Kent Polk kent@goathill.org
26 Oct 1999 17:08:32 GMT


On 20 Oct 1999 14:25:01 -0500, Stefan Hoffmeister wrote:
>
>Is there a way to generate non-existent documents on the fly - some kind
>of "rewriting" the target URL?
>
>Example site structure
>
>  /root (http://localhost/)
>     /content
>        layout_template
>        some_txt
>
>A user queries
>
>  http://localhost/content/some.html
>
>Obviously, "some.html" does not exist. This is where some mechanism (the
>one I am trying to find <g>) kicks in. It will analyze the query string,
>detect that there is "some_txt" and "layout_template". Based on that it
>will generate "some.html" on the fly.
>
>Any ideas?

There are several ways of going about this, depending on what
you are doing. I don't know of a way to do it without using
Python to wrap the object in a class which knows what to do
with the rest of the URL.

For example, say you are extracting a document from a SQL
database but you want the client to save the data with a
specific filename (stored in the database?). You can set
the headers via something like:
<!--#call "RESPONSE.setHeader('Content-Disposition', 
        'attachment; filename='+filename)"-->

But 'filename' isn't standard (AFAIK) and isn't implement in all
browsers. However, if you include the filename as the last component
of the URL, browsers can (usually) deal with that. So what you need
is some sort of __getitem__ or __bobo_traverse which knows how to
deliver the correct file data given a query and the 'filename'.

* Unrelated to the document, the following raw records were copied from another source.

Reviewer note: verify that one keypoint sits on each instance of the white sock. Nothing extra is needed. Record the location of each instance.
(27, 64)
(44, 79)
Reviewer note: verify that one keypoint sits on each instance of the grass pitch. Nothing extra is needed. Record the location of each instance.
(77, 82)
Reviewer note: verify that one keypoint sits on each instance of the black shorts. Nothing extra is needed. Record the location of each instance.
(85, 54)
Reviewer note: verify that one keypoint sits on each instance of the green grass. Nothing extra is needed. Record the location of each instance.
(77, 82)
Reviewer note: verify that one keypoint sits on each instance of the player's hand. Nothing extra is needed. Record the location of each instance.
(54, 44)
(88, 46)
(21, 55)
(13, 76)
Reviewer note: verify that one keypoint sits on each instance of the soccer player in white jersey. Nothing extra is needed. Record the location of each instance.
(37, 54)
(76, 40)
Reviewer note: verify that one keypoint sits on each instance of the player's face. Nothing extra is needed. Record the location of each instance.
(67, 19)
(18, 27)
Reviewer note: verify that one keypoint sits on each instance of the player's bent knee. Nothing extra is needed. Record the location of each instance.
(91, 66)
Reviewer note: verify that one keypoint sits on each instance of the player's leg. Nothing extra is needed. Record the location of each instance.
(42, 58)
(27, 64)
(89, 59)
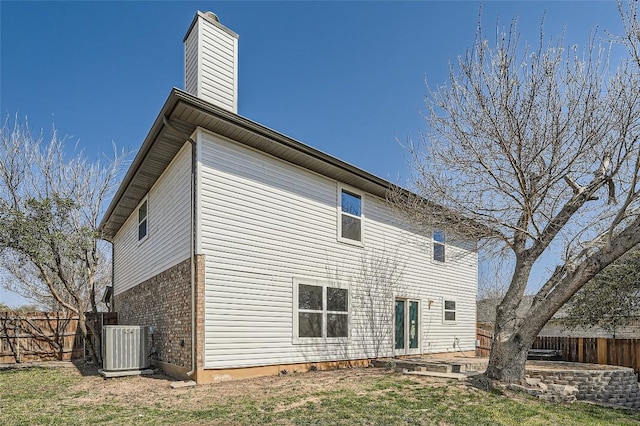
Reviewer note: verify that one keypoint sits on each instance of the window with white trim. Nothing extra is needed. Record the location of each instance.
(321, 310)
(350, 216)
(143, 220)
(438, 245)
(449, 310)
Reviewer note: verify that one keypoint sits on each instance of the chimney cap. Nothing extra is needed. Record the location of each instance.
(212, 16)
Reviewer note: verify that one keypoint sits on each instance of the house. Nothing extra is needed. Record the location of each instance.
(251, 253)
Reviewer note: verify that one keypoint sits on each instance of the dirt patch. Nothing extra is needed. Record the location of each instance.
(155, 390)
(564, 366)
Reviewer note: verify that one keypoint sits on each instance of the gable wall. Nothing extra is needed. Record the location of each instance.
(265, 222)
(168, 240)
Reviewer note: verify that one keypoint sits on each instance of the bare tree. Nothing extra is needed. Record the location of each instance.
(50, 207)
(611, 300)
(373, 286)
(535, 151)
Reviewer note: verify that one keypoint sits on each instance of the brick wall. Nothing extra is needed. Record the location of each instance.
(164, 302)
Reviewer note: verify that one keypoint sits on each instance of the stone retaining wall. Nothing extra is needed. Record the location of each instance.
(600, 383)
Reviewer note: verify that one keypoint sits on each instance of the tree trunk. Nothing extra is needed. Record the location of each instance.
(508, 357)
(83, 325)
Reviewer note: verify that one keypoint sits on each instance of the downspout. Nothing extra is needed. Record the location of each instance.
(192, 249)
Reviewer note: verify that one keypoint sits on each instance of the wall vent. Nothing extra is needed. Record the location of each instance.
(125, 347)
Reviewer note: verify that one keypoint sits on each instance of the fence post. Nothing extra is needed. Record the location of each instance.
(17, 336)
(580, 350)
(602, 350)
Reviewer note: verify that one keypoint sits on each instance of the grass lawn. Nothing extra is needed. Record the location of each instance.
(67, 396)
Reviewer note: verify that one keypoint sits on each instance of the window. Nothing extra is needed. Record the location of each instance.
(449, 310)
(321, 310)
(143, 215)
(438, 245)
(350, 216)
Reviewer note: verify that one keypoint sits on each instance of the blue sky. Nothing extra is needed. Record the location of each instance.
(344, 77)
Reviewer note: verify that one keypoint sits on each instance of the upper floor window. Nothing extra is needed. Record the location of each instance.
(449, 310)
(350, 216)
(143, 220)
(438, 245)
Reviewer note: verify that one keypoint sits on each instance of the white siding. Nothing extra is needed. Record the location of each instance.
(211, 57)
(265, 222)
(168, 240)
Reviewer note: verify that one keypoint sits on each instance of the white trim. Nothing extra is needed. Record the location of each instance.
(235, 75)
(434, 242)
(138, 222)
(455, 310)
(340, 188)
(295, 310)
(198, 137)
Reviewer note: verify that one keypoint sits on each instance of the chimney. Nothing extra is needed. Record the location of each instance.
(211, 61)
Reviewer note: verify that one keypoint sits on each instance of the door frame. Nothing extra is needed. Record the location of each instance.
(406, 350)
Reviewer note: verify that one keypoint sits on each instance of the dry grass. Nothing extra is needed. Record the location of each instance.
(42, 396)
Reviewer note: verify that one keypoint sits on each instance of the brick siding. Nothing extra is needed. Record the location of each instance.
(164, 302)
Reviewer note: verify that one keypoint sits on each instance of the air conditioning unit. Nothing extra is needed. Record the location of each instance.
(124, 347)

How you invoke the __bobo_traversee__ is the hard part. :^) If
you are doing a SQL query with a SQL Method, you can use the
Advanced Options to specify the Class name which will wrap the
SQL method results. That class would include a __bobo_traverse__
method which takes the key (the filename part of the URL) and
returns the result.  Note that you might not even use the key
because you might have all the info needed already. The 
__bobo_traverse__ method could set the mime headers, etc
and ship the data out via a str() method or such.

In the above example, the method preceeds the virtual part of
the URL, You can reverse the order and have many, many virtual
URL components preceed the method, again, using __bobo_traverse__.
I do this with my tabular data mining product I am working on.